山崎 ロシア、中東に行くのはいいが、あまり戦略的ではない。同行記者団によると、世耕内閣官房副長官が歯舞、色丹の二島返還で、国後、択捉は継続協議とすると言ったようだが、間違いだ。尖閣・竹島問題にもろに響く。プーチンはもともとKGBだから牽制球を投げ、心にもないことを言って攪乱している。日本は領土問題で半分でいい、あとは継続審議だとなれば、中国は、なぜ尖閣では妥協しないんだ、なぜ棚上げしないんだ、こっちも棚上げしろということになる。中国は棚上げの立場だ。安倍政権は尖閣に関しては、領土問題は存在しないと言っている手前、棚上げを容認したら安倍政権は吹っ飛びかねない。この政権は戦略が定まっていない。領土や拉致問題で点数を稼ごう、中国と全面対決していいところを見せようとするが、墓穴を掘っている。経済問題一本で参議院選挙が終わるまでいったら良かったのに、老婆心ながら心配している。
<選挙まで形勢が変わらなければいいが・・・>
――なぜ隠しきれないのか。政治家、権力者の行動パターン、心理パターンをお聞きしたい。経営者なら決めたことは儲かるためにはそのとおりするけれど、政治家も権力を維持するためには隠しておけばいいのに。
山崎 人気稼業だからですよ。支持率が高いとつい何でもやれると錯覚する。
――局面を変えてもらわないと困るのではないか。山崎先生は近未来政治研究会の最高顧問として、自民党政権存続の方向で支持しておられるわけですね。
山崎 そのとおりですよ。参議院選挙で過半数、維新と合わせて3分の2をとるのが目論見。
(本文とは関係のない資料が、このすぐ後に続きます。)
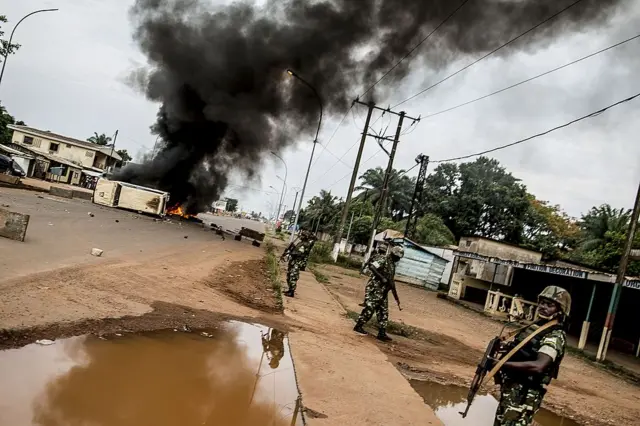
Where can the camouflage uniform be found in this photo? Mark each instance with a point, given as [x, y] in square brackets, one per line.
[375, 297]
[521, 395]
[273, 347]
[297, 258]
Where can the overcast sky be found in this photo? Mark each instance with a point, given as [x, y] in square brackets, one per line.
[69, 77]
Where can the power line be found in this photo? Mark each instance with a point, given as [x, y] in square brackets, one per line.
[593, 114]
[489, 54]
[416, 47]
[532, 78]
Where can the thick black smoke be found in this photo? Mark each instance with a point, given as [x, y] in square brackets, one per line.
[226, 100]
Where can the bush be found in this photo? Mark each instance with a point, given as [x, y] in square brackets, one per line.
[321, 253]
[349, 262]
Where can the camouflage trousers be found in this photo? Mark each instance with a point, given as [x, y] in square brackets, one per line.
[518, 404]
[375, 301]
[293, 273]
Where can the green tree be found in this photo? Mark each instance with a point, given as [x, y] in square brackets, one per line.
[478, 198]
[602, 239]
[124, 154]
[6, 49]
[99, 139]
[549, 229]
[398, 197]
[322, 212]
[431, 230]
[232, 204]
果たして、あと3カ月形勢が変わらないかどうかが当面の問題だ。
――公明はついていくのか。
山崎 公明党は今まで平和主義と福祉の党として存在感を示してきた。しかし、現在は与党ぼけしてきたと言う人もいる。選挙を担う創価学会の中枢の方々は、日中国交正常化に功績がある池田大作名誉会長の薫陶を受けておられる。その方々が、現在のように行き詰まった日中関係の打開のために、公明党がひと働きするように指導してもらいたいと期待している。その意味では過日の山口那津男代表の訪中は立派な成果を挙げたと評価している。